Reasonable values for data augmentation

Hi DeepSpeech experts,

I’m interested in building an ASR model that works well with spontaneous conversation in environments with some background noise.

I understand that the current DeepSpeech pretrained model (0.6.1) is trained with relatively clean audio and no noise added.

In the near term, I might be able to label ~1 hour of data from my domain for transfer learning. I fear that will not be sufficient to achieve good fine-tuning. Consequently, I would like to train a base model on the Common Voice dataset with data augmentation, including gaussian noise.
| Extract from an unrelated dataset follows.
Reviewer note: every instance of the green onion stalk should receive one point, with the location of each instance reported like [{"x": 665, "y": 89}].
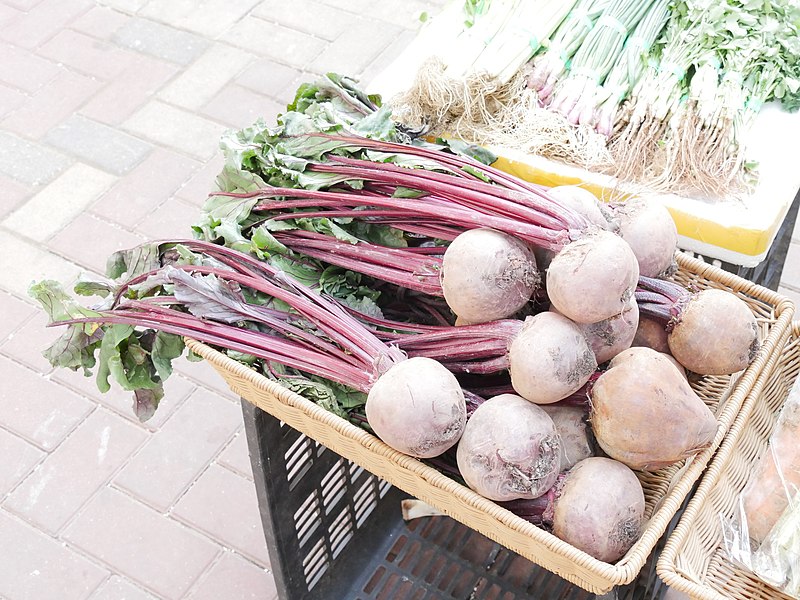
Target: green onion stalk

I see there’s already a training parameter that adds gaussian noise, “data_aug_features_additive”. However, I don’t know what a reasonable value would be. Is there any rule of thumb, natural value, or suggestion based on past experience to assign this on a first training run?

And, a related question. If I train a model and the ASR accuracy is somewhat low on my dataset, any suggestions on how I can know whether the value of data_aug_features_additive was set too high or too low? I can see either value having a negative effect on training…

Thanks in advance for any help you can provide. =D

Aha, one follow-up question. There’s another noise parameter data_aug_features_multiplicative. Should I be using this noise feature as well, and if so is there a recommended value to give?

I honestly don’t have a great intuition for what causes additive versus multiplicative noise, nor which type of noise is more prevalent in my data.

1 Like

Hi @craklyn

Is there any good dataset for spontaneous speech, either open or commercial? I think the pretrained model is more biased on read speech.